C’est en dehors des remparts, où se concentre l’essentiel du Festival d’Avignon, que se jouent deux spectacles qui nous font reprendre possession de manières d’être ensemble empêchées ou rétrécies par l’intrusion de ce que l’on n’a plus besoin de nommer.

Pour refaire bal, c’est sur l’île Piot qu’il faut aller. S’y dresse comme chaque été un village de chapiteaux dans le cadre d’« Occitanie fait son cirque », festival dans le festival Off où les arts de la piste sont à l’honneur. Dans En attendant le grand soir, la compagnie nîmoise Le Doux Supplice met en acrobatie le bal et les danses populaires.

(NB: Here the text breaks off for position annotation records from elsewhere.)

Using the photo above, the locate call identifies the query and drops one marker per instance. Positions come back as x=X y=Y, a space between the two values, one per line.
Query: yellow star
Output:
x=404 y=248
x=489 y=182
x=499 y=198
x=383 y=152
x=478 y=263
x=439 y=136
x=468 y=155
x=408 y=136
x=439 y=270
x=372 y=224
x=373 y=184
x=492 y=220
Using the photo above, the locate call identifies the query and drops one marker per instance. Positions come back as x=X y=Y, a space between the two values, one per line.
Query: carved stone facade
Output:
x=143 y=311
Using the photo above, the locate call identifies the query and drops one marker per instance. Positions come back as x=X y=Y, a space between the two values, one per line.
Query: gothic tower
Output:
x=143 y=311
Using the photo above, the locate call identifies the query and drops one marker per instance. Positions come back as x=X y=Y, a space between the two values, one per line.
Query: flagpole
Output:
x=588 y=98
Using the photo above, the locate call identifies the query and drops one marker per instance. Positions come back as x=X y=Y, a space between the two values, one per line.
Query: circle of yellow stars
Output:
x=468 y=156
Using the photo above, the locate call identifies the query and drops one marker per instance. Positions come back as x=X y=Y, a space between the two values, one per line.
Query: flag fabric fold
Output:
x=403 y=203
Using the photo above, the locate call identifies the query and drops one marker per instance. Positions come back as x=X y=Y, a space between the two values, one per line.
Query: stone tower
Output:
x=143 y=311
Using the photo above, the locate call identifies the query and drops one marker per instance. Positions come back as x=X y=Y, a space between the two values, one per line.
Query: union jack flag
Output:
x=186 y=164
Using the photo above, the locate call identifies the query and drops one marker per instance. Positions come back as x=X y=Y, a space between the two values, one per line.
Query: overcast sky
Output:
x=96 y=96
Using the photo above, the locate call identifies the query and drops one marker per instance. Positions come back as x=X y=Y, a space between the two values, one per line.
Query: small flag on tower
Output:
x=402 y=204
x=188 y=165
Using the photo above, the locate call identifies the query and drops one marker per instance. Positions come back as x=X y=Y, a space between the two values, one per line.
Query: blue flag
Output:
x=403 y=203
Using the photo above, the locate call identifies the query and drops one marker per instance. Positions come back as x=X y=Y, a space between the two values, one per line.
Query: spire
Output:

Si l’on préfère les grandes tablées, les repas avec plus d’inconnus que de familiers, c’est du côté du complexe de la Barbière qu’il convenait se rendre du 14 au 20 juillet. Eva Doumbia y jouait dans le In Autophagies (histoires de bananes, riz, tomates, cacahuètes, palmiers. Et puis des fruits, du sucre, du chocolat), une « eucharistie documentaire » où la préparation du mafé se mêle subtilement au théâtre, à la musique, à la danse et à la vidéo.